Let’s put a freeze on the Wind Chill Factor


You might have heard: It’s going to be cold in Charlotte.

It’s what people are talking about in our office and yours. The forecast is for unseasonably cold temperatures, brutally cold temperatures, so cold that weather people will quickly run out of adjectives trying to describe how godawful cold it is.

At some point, perhaps even before those adjectives lose their power to wow us, the weather people will resort to a different, brain-numbing phrase.

The Wind Chill Factor.

Wind chill is an overhyped, inaccurate measurement that serves one purpose: It lets us make bad weather seem spectacularly bad.

Otherwise, it has no real-world value. It doesn’t tell you how cold your skin is getting. Air temperature determines that. For example, if the air temperature is 37 degrees but the wind chill is 24, you are not in danger of getting frostbite. The air temp needs to be below freezing for that.

Likewise, it doesn’t tell us when our pipes will freeze. Wind can make things more frigid, which can accelerate the freezing of water, but air temperature is again the main factor. (Researchers at the University of Illinois have determined the pipe-freezing threshold is about 20 degrees. So make sure those outdoor faucets are covered tonight, Charlotte.)

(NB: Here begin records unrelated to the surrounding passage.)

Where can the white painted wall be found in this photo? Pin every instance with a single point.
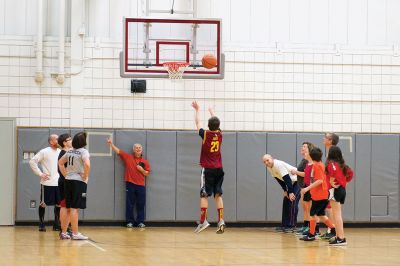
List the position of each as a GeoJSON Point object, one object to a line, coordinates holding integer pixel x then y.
{"type": "Point", "coordinates": [338, 68]}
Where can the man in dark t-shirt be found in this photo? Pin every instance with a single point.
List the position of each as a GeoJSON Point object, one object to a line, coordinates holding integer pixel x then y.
{"type": "Point", "coordinates": [212, 173]}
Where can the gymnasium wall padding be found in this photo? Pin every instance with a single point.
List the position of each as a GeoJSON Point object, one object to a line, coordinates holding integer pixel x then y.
{"type": "Point", "coordinates": [362, 178]}
{"type": "Point", "coordinates": [161, 184]}
{"type": "Point", "coordinates": [347, 145]}
{"type": "Point", "coordinates": [385, 176]}
{"type": "Point", "coordinates": [188, 177]}
{"type": "Point", "coordinates": [250, 194]}
{"type": "Point", "coordinates": [251, 180]}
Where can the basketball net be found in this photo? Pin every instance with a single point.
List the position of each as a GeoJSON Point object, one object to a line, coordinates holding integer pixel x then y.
{"type": "Point", "coordinates": [175, 69]}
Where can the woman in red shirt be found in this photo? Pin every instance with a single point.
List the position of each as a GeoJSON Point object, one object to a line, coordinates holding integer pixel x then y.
{"type": "Point", "coordinates": [338, 173]}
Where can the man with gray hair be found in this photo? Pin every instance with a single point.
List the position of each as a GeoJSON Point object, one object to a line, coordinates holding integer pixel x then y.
{"type": "Point", "coordinates": [281, 171]}
{"type": "Point", "coordinates": [136, 169]}
{"type": "Point", "coordinates": [47, 158]}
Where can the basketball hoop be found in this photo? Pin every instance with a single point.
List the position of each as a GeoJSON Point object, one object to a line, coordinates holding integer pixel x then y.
{"type": "Point", "coordinates": [175, 69]}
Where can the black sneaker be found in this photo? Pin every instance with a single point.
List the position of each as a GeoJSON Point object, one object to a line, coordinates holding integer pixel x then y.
{"type": "Point", "coordinates": [56, 227]}
{"type": "Point", "coordinates": [288, 230]}
{"type": "Point", "coordinates": [42, 228]}
{"type": "Point", "coordinates": [338, 242]}
{"type": "Point", "coordinates": [308, 237]}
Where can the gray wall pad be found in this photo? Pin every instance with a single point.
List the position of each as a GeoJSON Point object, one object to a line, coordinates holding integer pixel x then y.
{"type": "Point", "coordinates": [124, 139]}
{"type": "Point", "coordinates": [188, 177]}
{"type": "Point", "coordinates": [362, 179]}
{"type": "Point", "coordinates": [385, 176]}
{"type": "Point", "coordinates": [161, 183]}
{"type": "Point", "coordinates": [100, 189]}
{"type": "Point", "coordinates": [249, 193]}
{"type": "Point", "coordinates": [281, 146]}
{"type": "Point", "coordinates": [347, 144]}
{"type": "Point", "coordinates": [251, 180]}
{"type": "Point", "coordinates": [28, 184]}
{"type": "Point", "coordinates": [229, 154]}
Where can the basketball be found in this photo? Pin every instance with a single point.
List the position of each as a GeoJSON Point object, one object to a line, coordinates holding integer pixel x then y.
{"type": "Point", "coordinates": [209, 61]}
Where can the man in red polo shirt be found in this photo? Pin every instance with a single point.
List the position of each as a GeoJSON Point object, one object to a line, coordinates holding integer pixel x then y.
{"type": "Point", "coordinates": [136, 169]}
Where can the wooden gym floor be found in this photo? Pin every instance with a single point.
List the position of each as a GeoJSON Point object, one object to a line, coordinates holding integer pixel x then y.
{"type": "Point", "coordinates": [24, 245]}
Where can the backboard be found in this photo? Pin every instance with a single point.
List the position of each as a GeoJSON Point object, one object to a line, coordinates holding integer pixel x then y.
{"type": "Point", "coordinates": [150, 42]}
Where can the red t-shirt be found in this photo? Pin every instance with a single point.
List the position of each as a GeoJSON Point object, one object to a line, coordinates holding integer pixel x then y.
{"type": "Point", "coordinates": [336, 172]}
{"type": "Point", "coordinates": [132, 174]}
{"type": "Point", "coordinates": [210, 156]}
{"type": "Point", "coordinates": [318, 173]}
{"type": "Point", "coordinates": [307, 174]}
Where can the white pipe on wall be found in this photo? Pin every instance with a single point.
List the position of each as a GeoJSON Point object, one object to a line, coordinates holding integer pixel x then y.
{"type": "Point", "coordinates": [61, 43]}
{"type": "Point", "coordinates": [39, 45]}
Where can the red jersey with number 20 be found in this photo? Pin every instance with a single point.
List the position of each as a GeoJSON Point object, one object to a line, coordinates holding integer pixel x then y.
{"type": "Point", "coordinates": [210, 156]}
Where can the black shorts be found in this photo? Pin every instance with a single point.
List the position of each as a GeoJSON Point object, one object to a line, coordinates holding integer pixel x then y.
{"type": "Point", "coordinates": [318, 207]}
{"type": "Point", "coordinates": [212, 179]}
{"type": "Point", "coordinates": [75, 194]}
{"type": "Point", "coordinates": [307, 196]}
{"type": "Point", "coordinates": [338, 194]}
{"type": "Point", "coordinates": [49, 195]}
{"type": "Point", "coordinates": [61, 181]}
{"type": "Point", "coordinates": [300, 181]}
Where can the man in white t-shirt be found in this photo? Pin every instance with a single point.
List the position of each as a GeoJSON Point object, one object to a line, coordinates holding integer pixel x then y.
{"type": "Point", "coordinates": [47, 158]}
{"type": "Point", "coordinates": [281, 171]}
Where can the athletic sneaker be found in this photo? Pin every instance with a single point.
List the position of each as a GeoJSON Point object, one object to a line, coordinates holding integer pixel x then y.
{"type": "Point", "coordinates": [56, 227]}
{"type": "Point", "coordinates": [301, 229]}
{"type": "Point", "coordinates": [64, 236]}
{"type": "Point", "coordinates": [338, 242]}
{"type": "Point", "coordinates": [42, 228]}
{"type": "Point", "coordinates": [79, 236]}
{"type": "Point", "coordinates": [221, 227]}
{"type": "Point", "coordinates": [202, 226]}
{"type": "Point", "coordinates": [288, 230]}
{"type": "Point", "coordinates": [69, 231]}
{"type": "Point", "coordinates": [308, 237]}
{"type": "Point", "coordinates": [329, 235]}
{"type": "Point", "coordinates": [304, 232]}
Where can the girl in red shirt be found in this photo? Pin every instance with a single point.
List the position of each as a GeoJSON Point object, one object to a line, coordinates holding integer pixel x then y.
{"type": "Point", "coordinates": [338, 173]}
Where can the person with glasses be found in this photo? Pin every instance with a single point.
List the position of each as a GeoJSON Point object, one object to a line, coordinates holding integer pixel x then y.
{"type": "Point", "coordinates": [48, 172]}
{"type": "Point", "coordinates": [65, 142]}
{"type": "Point", "coordinates": [76, 178]}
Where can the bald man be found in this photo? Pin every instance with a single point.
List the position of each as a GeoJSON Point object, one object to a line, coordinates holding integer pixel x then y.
{"type": "Point", "coordinates": [136, 170]}
{"type": "Point", "coordinates": [47, 158]}
{"type": "Point", "coordinates": [281, 171]}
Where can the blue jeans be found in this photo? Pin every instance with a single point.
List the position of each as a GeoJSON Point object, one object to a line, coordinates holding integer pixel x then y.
{"type": "Point", "coordinates": [135, 197]}
{"type": "Point", "coordinates": [290, 209]}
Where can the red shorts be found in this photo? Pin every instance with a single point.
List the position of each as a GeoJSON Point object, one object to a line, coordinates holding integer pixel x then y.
{"type": "Point", "coordinates": [63, 203]}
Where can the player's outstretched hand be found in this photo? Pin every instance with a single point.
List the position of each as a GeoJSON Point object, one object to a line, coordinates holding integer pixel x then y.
{"type": "Point", "coordinates": [292, 197]}
{"type": "Point", "coordinates": [195, 105]}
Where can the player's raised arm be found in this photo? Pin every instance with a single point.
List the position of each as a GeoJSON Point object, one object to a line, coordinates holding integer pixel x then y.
{"type": "Point", "coordinates": [113, 147]}
{"type": "Point", "coordinates": [212, 111]}
{"type": "Point", "coordinates": [196, 107]}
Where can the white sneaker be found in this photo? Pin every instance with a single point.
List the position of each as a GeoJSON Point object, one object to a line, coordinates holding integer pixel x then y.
{"type": "Point", "coordinates": [221, 227]}
{"type": "Point", "coordinates": [79, 236]}
{"type": "Point", "coordinates": [202, 226]}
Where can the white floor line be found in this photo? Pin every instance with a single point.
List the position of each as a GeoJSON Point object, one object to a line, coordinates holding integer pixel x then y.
{"type": "Point", "coordinates": [94, 245]}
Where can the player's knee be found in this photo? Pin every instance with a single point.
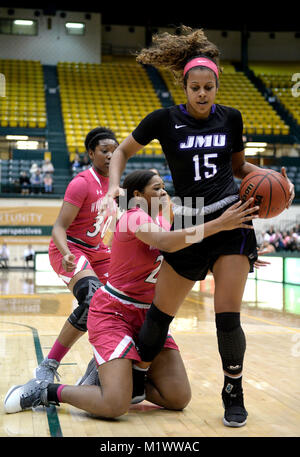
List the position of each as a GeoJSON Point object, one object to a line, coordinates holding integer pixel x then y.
{"type": "Point", "coordinates": [153, 333]}
{"type": "Point", "coordinates": [231, 342]}
{"type": "Point", "coordinates": [116, 405]}
{"type": "Point", "coordinates": [83, 290]}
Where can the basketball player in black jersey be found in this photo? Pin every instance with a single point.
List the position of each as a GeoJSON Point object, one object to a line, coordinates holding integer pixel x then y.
{"type": "Point", "coordinates": [203, 145]}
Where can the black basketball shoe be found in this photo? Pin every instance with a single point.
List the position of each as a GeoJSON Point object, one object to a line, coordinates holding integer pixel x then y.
{"type": "Point", "coordinates": [233, 401]}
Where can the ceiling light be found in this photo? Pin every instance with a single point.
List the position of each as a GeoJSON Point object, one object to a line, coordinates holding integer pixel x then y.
{"type": "Point", "coordinates": [22, 22]}
{"type": "Point", "coordinates": [16, 137]}
{"type": "Point", "coordinates": [74, 25]}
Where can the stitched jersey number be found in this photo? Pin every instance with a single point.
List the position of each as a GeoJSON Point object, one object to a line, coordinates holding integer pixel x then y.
{"type": "Point", "coordinates": [151, 278]}
{"type": "Point", "coordinates": [98, 226]}
{"type": "Point", "coordinates": [211, 166]}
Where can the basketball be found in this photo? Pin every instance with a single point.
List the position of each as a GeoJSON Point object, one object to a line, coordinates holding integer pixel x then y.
{"type": "Point", "coordinates": [269, 189]}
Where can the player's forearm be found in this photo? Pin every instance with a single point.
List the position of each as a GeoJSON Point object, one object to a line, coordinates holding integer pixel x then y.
{"type": "Point", "coordinates": [244, 169]}
{"type": "Point", "coordinates": [117, 166]}
{"type": "Point", "coordinates": [178, 239]}
{"type": "Point", "coordinates": [59, 237]}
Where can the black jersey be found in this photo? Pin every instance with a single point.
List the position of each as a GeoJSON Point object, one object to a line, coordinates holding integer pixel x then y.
{"type": "Point", "coordinates": [198, 152]}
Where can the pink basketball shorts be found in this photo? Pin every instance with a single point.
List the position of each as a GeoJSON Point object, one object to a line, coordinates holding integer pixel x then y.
{"type": "Point", "coordinates": [113, 328]}
{"type": "Point", "coordinates": [85, 259]}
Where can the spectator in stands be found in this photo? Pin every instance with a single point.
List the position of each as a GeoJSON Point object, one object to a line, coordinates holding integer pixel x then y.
{"type": "Point", "coordinates": [47, 167]}
{"type": "Point", "coordinates": [28, 255]}
{"type": "Point", "coordinates": [48, 182]}
{"type": "Point", "coordinates": [24, 182]}
{"type": "Point", "coordinates": [4, 256]}
{"type": "Point", "coordinates": [36, 182]}
{"type": "Point", "coordinates": [34, 167]}
{"type": "Point", "coordinates": [76, 163]}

Why even have a wind chill factor? The measurement was developed in 1945 by Antarctic explorers Paul Siple and Charles Passel, who put together an index that they felt would capture how cold we feel at various temperatures with wind blowing.

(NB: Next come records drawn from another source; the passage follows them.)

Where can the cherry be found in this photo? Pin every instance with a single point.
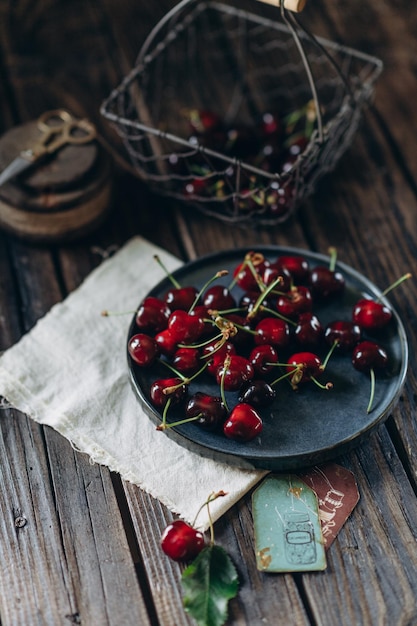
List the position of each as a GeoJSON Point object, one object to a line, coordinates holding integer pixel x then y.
{"type": "Point", "coordinates": [165, 389]}
{"type": "Point", "coordinates": [234, 371]}
{"type": "Point", "coordinates": [204, 314]}
{"type": "Point", "coordinates": [243, 339]}
{"type": "Point", "coordinates": [305, 367]}
{"type": "Point", "coordinates": [345, 333]}
{"type": "Point", "coordinates": [218, 297]}
{"type": "Point", "coordinates": [167, 342]}
{"type": "Point", "coordinates": [152, 315]}
{"type": "Point", "coordinates": [272, 272]}
{"type": "Point", "coordinates": [243, 423]}
{"type": "Point", "coordinates": [181, 298]}
{"type": "Point", "coordinates": [181, 542]}
{"type": "Point", "coordinates": [273, 331]}
{"type": "Point", "coordinates": [186, 360]}
{"type": "Point", "coordinates": [309, 332]}
{"type": "Point", "coordinates": [209, 410]}
{"type": "Point", "coordinates": [261, 358]}
{"type": "Point", "coordinates": [185, 327]}
{"type": "Point", "coordinates": [372, 314]}
{"type": "Point", "coordinates": [327, 282]}
{"type": "Point", "coordinates": [298, 300]}
{"type": "Point", "coordinates": [257, 393]}
{"type": "Point", "coordinates": [368, 356]}
{"type": "Point", "coordinates": [215, 352]}
{"type": "Point", "coordinates": [296, 265]}
{"type": "Point", "coordinates": [143, 349]}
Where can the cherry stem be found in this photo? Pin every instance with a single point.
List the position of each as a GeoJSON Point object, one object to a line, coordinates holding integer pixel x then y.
{"type": "Point", "coordinates": [202, 344]}
{"type": "Point", "coordinates": [329, 354]}
{"type": "Point", "coordinates": [164, 425]}
{"type": "Point", "coordinates": [276, 314]}
{"type": "Point", "coordinates": [226, 364]}
{"type": "Point", "coordinates": [287, 374]}
{"type": "Point", "coordinates": [263, 295]}
{"type": "Point", "coordinates": [164, 415]}
{"type": "Point", "coordinates": [394, 285]}
{"type": "Point", "coordinates": [247, 262]}
{"type": "Point", "coordinates": [333, 258]}
{"type": "Point", "coordinates": [169, 275]}
{"type": "Point", "coordinates": [205, 286]}
{"type": "Point", "coordinates": [372, 394]}
{"type": "Point", "coordinates": [327, 386]}
{"type": "Point", "coordinates": [213, 496]}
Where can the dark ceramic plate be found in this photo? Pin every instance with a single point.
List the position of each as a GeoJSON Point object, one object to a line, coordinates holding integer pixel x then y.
{"type": "Point", "coordinates": [301, 428]}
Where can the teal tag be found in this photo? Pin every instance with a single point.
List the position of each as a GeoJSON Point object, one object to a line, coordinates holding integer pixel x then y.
{"type": "Point", "coordinates": [288, 536]}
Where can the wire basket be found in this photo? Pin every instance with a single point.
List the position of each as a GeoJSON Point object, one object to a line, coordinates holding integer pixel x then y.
{"type": "Point", "coordinates": [237, 114]}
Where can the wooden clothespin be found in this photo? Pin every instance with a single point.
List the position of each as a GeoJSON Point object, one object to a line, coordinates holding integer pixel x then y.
{"type": "Point", "coordinates": [291, 5]}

There is an actual formula for wind chill. It’s been tweaked some since 1945, but basically it assumes that it’s nighttime, your exposed face is about five feet off the ground, and you’re walking about 3 mph directly into the wind. If you’re standing next to a building, or in the sun, or at 2 in the afternoon, you’re feeling something different.

And even then, wind chill is essentially only a calculation of that moment - not a general calculation of temperature - because the wind doesn’t blow at a constant, steady rate. Yes, it’s colder on your skin when the wind blows, but that number just can’t be measured precisely.

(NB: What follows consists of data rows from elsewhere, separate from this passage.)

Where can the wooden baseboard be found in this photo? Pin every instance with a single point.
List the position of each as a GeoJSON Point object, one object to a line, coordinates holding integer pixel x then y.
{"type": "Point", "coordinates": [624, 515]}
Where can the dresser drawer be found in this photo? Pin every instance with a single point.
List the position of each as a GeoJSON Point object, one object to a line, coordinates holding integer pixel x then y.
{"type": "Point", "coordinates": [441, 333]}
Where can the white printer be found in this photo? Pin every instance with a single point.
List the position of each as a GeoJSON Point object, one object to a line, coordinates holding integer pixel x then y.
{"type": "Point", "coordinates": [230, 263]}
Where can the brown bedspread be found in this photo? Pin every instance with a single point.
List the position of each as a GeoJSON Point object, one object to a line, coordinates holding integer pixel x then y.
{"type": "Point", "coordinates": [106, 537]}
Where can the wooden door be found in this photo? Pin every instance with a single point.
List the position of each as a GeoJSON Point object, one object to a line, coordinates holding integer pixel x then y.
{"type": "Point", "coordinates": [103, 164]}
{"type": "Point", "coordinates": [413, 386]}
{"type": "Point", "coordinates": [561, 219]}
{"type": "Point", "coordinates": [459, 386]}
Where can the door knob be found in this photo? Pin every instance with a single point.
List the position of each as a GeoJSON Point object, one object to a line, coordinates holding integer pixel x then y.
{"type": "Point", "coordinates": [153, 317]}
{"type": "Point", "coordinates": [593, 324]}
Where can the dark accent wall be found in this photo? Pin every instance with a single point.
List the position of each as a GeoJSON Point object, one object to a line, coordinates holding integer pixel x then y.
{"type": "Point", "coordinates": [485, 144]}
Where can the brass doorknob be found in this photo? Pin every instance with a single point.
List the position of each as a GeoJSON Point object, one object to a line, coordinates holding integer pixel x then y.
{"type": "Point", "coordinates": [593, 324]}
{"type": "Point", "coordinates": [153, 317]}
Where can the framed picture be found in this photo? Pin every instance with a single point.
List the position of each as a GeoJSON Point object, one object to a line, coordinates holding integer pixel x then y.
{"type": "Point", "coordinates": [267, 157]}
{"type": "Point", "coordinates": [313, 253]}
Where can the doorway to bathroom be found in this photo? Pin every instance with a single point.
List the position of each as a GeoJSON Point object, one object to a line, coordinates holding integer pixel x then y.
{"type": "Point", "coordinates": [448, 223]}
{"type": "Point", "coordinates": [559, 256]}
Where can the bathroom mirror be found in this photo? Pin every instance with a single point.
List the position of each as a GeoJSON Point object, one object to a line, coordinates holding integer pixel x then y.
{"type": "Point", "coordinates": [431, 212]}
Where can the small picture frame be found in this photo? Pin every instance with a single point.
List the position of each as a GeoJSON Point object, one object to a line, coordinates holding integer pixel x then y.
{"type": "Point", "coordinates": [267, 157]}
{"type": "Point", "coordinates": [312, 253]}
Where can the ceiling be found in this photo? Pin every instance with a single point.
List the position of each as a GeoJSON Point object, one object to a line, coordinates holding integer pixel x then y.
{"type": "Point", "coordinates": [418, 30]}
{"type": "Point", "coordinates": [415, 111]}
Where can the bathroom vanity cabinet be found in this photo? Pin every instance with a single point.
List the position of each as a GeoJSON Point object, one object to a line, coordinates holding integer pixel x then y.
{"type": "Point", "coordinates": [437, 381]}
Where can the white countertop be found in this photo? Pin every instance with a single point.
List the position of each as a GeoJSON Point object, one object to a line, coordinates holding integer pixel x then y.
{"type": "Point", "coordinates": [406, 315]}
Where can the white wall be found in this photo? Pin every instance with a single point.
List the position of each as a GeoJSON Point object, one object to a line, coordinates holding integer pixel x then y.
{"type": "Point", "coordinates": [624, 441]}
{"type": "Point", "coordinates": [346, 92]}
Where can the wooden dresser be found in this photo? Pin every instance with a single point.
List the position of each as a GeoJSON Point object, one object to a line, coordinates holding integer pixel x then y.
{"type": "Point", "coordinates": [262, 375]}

Why, then, is it cited so often? As always, blame the media. The original wind chill index went largely ignored until the media got hold of it, specifically at the legendary Ice Bowl 1967 NFL championship game between Dallas and Green Bay in Green Bay. Temperatures that day were -13 degrees, but that didn’t sound nearly as legendary as a wind chill of -48.

So this week, when your weather person says the wind chill is -20, it’s a dubious figure at best. That doesn’t mean you shouldn’t cover your skin when you go outside, especially if it’s windy.

But wind chill is nothing more than meteorological boasting, and as with most boasting, that means 1) there’s some exaggeration going on, and 2) nobody is that impressed, anyway.